Sprawa dotyczy Victora urodzonego w 2015 r. w Londynie. W zagranicznym akcie urodzenia dziecka wpisano jako rodziców dwie kobiety, z tego powodu kierownik Urzędu Stanu Cywilnego w Piasecznie odmówił transkrypcji dokumentu, uznając, że jego treść narusza zasady porządku publicznego RP. Wojewoda mazowiecki także odmówił wpisania do akt stanu cywilnego tego zagranicznego aktu urodzenia.
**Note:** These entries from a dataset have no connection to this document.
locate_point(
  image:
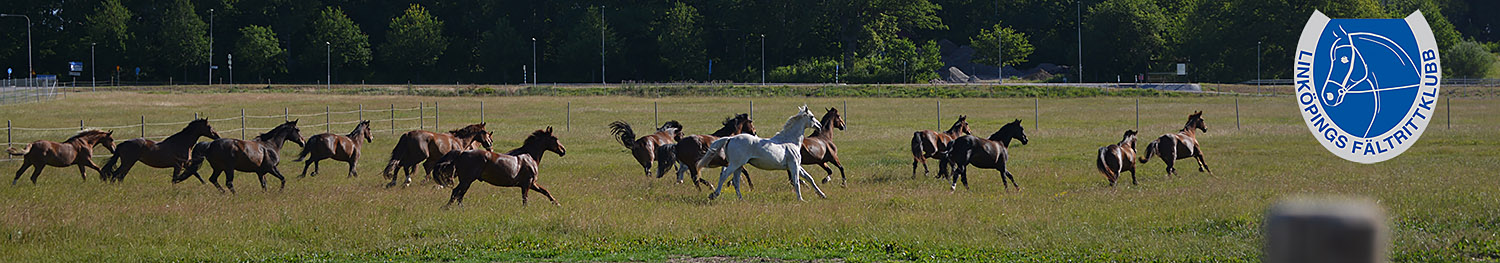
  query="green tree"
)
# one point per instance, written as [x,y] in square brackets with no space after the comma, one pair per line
[260,51]
[681,42]
[183,38]
[110,29]
[1469,59]
[347,44]
[1016,50]
[414,41]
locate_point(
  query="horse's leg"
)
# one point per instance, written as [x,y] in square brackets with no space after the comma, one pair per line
[812,182]
[18,172]
[38,172]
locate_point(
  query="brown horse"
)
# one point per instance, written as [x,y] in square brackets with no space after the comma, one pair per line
[1118,158]
[260,155]
[986,154]
[425,148]
[926,143]
[75,151]
[1181,145]
[167,154]
[645,148]
[515,169]
[819,148]
[692,148]
[338,148]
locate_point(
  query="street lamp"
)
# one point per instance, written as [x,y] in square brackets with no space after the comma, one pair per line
[762,59]
[327,53]
[32,71]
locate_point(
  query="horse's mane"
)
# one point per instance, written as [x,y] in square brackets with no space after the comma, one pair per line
[86,133]
[468,131]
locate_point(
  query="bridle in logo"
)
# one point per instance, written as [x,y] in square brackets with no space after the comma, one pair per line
[1365,87]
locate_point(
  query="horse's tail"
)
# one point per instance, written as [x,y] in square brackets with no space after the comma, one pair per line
[713,151]
[444,172]
[621,129]
[1151,149]
[18,152]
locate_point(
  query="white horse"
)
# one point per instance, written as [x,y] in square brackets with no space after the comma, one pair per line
[780,152]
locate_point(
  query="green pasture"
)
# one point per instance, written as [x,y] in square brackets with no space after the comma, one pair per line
[1442,196]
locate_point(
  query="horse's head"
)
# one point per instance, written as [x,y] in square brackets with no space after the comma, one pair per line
[543,139]
[1196,122]
[960,126]
[201,128]
[1346,71]
[365,131]
[1010,131]
[834,119]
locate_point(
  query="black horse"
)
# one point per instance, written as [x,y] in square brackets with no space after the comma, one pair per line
[984,154]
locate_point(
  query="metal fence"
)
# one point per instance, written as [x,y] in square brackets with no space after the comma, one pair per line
[20,90]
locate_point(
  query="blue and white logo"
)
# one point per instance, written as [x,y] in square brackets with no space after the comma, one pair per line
[1367,87]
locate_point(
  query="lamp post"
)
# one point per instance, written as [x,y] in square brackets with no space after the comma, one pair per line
[762,59]
[327,53]
[32,71]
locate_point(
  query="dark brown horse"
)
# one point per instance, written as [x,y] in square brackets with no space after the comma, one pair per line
[1181,145]
[1118,158]
[75,151]
[515,169]
[692,148]
[167,154]
[258,155]
[819,148]
[645,148]
[986,154]
[338,148]
[425,148]
[926,143]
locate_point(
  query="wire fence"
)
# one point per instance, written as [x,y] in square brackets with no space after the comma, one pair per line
[383,119]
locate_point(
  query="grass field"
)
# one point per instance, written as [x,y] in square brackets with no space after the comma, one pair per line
[1440,196]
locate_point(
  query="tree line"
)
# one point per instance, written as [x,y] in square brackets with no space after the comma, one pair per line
[744,41]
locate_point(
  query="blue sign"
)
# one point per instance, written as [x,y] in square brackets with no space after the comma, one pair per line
[1367,87]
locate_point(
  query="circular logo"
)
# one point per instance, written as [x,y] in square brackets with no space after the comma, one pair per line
[1367,87]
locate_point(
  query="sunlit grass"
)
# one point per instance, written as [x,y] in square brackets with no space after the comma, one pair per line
[1440,194]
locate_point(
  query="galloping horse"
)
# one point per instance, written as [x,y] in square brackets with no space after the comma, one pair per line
[1118,158]
[986,154]
[926,143]
[1181,145]
[168,154]
[258,155]
[339,148]
[692,148]
[75,151]
[426,148]
[819,148]
[780,152]
[516,169]
[645,148]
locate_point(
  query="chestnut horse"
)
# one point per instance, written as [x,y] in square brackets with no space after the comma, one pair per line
[258,155]
[692,148]
[75,151]
[338,148]
[819,148]
[167,154]
[426,148]
[926,143]
[645,148]
[1118,158]
[515,169]
[986,154]
[1181,145]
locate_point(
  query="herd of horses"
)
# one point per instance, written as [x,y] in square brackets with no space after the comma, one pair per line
[459,157]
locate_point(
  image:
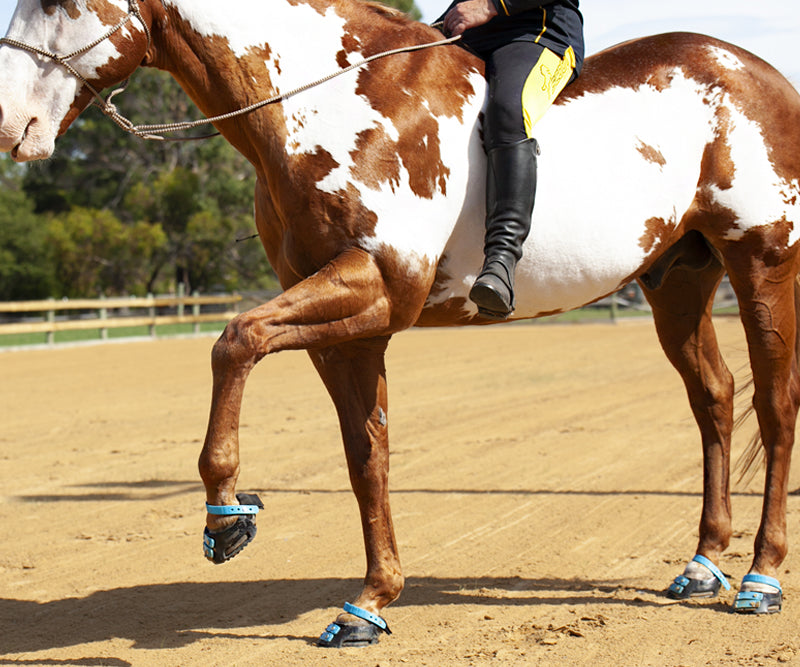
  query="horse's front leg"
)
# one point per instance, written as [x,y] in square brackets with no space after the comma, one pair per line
[345,300]
[355,376]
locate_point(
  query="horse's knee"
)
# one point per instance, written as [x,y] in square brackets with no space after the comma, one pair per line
[232,351]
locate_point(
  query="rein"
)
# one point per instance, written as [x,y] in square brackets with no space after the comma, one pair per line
[156,132]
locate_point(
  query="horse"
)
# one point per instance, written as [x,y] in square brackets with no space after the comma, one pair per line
[672,160]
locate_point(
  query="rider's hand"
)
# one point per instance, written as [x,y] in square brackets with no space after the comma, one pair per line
[469,14]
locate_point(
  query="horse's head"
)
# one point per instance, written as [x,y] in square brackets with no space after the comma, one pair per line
[55,58]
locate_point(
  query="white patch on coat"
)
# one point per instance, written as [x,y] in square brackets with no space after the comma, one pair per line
[331,117]
[596,190]
[35,87]
[725,58]
[757,196]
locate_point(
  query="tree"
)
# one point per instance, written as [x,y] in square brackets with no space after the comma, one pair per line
[161,184]
[26,270]
[110,213]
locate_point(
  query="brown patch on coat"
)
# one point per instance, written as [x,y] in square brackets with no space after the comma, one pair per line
[656,231]
[71,8]
[651,154]
[412,101]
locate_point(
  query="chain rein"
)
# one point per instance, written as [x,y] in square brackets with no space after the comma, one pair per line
[156,132]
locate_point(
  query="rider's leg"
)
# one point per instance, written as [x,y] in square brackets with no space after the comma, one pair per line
[524,79]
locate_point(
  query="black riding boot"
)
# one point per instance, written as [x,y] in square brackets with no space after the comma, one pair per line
[510,193]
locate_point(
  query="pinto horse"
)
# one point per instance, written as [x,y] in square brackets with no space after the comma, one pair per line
[672,160]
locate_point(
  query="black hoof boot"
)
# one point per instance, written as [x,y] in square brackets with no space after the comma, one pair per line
[219,546]
[492,294]
[363,633]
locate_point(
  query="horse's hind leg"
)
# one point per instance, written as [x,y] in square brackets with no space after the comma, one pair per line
[682,314]
[767,298]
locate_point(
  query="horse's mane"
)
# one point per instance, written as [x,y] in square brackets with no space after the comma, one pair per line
[385,10]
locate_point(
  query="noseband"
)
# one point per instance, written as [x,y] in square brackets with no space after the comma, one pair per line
[155,132]
[104,104]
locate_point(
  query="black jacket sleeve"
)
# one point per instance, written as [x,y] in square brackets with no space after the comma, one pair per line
[509,7]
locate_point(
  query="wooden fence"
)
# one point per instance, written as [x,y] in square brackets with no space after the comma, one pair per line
[105,314]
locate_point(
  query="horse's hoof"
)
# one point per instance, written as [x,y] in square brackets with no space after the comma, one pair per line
[343,635]
[686,587]
[683,588]
[220,546]
[759,602]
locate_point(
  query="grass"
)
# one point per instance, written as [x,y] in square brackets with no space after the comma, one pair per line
[163,331]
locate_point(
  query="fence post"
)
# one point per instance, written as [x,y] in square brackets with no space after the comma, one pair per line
[195,313]
[181,295]
[51,318]
[103,317]
[152,313]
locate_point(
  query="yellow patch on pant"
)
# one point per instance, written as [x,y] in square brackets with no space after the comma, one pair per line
[545,81]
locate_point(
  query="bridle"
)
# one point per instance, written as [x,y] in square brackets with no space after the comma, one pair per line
[155,132]
[105,104]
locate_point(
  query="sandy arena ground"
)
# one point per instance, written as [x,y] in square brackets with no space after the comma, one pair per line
[546,488]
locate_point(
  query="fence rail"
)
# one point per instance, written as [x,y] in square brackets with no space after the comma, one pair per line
[106,319]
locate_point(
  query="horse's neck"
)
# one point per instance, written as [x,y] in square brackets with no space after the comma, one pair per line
[227,56]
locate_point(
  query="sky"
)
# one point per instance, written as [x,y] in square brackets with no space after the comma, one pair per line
[768,28]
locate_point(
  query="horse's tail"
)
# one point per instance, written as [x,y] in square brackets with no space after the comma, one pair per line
[752,457]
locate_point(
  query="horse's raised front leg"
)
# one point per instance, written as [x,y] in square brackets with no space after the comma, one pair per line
[682,313]
[345,300]
[767,296]
[355,376]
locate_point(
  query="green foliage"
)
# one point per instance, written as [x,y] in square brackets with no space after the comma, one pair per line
[406,6]
[112,214]
[95,253]
[145,215]
[26,272]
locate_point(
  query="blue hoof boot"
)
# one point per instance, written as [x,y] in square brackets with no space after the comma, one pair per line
[343,635]
[684,588]
[758,602]
[220,546]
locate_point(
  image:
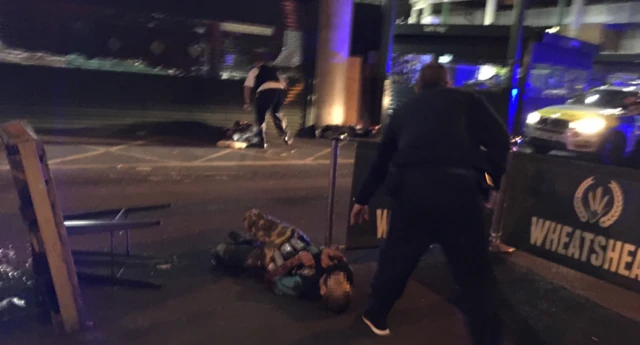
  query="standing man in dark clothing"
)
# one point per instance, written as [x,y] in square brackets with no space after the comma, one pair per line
[268,85]
[427,156]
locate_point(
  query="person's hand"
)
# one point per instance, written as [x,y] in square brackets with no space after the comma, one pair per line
[329,255]
[306,259]
[359,214]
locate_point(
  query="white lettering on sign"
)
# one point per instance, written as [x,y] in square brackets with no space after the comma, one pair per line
[605,253]
[382,222]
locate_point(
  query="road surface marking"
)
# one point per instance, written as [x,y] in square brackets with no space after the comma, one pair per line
[213,156]
[93,153]
[194,165]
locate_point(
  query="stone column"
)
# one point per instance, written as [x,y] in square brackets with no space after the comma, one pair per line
[334,44]
[490,10]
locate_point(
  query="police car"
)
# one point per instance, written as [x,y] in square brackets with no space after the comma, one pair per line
[604,121]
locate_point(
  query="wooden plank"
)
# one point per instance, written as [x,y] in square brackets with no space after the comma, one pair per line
[54,237]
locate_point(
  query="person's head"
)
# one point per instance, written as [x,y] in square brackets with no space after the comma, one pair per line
[335,288]
[432,75]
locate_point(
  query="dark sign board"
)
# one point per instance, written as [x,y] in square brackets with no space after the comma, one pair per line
[580,215]
[369,234]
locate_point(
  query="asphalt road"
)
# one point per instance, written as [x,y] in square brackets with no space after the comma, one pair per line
[209,189]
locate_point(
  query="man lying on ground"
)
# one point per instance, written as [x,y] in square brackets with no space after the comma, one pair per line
[291,265]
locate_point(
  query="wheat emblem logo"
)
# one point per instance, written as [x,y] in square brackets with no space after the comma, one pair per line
[600,208]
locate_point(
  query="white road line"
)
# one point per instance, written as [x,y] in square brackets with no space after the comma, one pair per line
[144,157]
[251,153]
[196,165]
[323,152]
[213,156]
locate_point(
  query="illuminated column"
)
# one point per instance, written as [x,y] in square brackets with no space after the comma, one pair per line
[334,44]
[490,10]
[576,16]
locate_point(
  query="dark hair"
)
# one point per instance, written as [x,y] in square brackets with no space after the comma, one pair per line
[433,74]
[260,56]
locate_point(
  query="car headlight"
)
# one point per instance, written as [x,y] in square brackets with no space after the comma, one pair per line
[589,126]
[533,118]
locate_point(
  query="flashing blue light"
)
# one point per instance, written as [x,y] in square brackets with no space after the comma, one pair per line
[513,106]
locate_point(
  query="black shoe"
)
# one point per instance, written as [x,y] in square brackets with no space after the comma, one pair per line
[377,325]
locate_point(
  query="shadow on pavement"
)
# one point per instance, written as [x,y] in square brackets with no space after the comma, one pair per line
[175,133]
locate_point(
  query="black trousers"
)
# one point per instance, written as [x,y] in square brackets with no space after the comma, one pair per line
[271,100]
[444,208]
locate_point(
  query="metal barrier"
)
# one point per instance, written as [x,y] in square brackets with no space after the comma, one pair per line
[368,234]
[335,152]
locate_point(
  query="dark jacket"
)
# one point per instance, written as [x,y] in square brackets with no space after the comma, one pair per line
[440,129]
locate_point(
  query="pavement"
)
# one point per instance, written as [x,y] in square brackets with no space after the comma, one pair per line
[209,189]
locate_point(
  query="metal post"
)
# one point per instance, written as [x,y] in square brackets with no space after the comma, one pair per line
[514,56]
[490,12]
[335,148]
Uchwała NSA nie pomoże dzieciom wychowywanym przez pary jednopłciowe>>

 

Aktu się nie rejestruje, ale praw nie odmawia

Naczelny Sąd Administracyjny w "uchwale siódemkowej" z 2 grudnia 2019 r. akt II OPS 1/19 orzekł, że wpisanie do polskiego rejestru stanu cywilnego w drodze transkrypcji dwóch kobiet jako rodziców dziecka, stanowiłoby naruszenie podstawowych zasad polskiego porządku prawnego. Jednocześnie jednak podkreślił, że nie możne to pozbawiać dziecka praw.
Dlatego zdaniem NSA organy administracji publicznej, czyli np. urząd miasta, powinny nadać Victorowi – i innym dzieciom znajdującym się w podobnej sytuacji – numer PESEL i  wydać dokument tożsamości w oparciu o zagraniczny akt urodzenia. W praktyce okazało się to jednak trudne do wyegzekwowania.

 

 

Odwołanie do wojewody

Jak informuje Kampania Przeciwko Homofobii, matki chłopca ponownie złożyły do Urzędu Miasta w Warszawie wniosek o wydanie Victorowi dowodu osobistego. W imieniu Prezydenta m.st. Warszawy Rafała Trzaskowskiego, pomimo orzeczenia NSA, wydano decyzję odmawiającą wydania maluchowi dokumentu. Matki odwołały się od decyzji do Wojewody Mazowieckiego - prezydent Rafał Trzaskowski ma teraz szansę, przed przekazaniem sprawy do Wojewody, na uwzględnienie odwołania w całości i zmianę swojej decyzji na zasadzie autokontroli.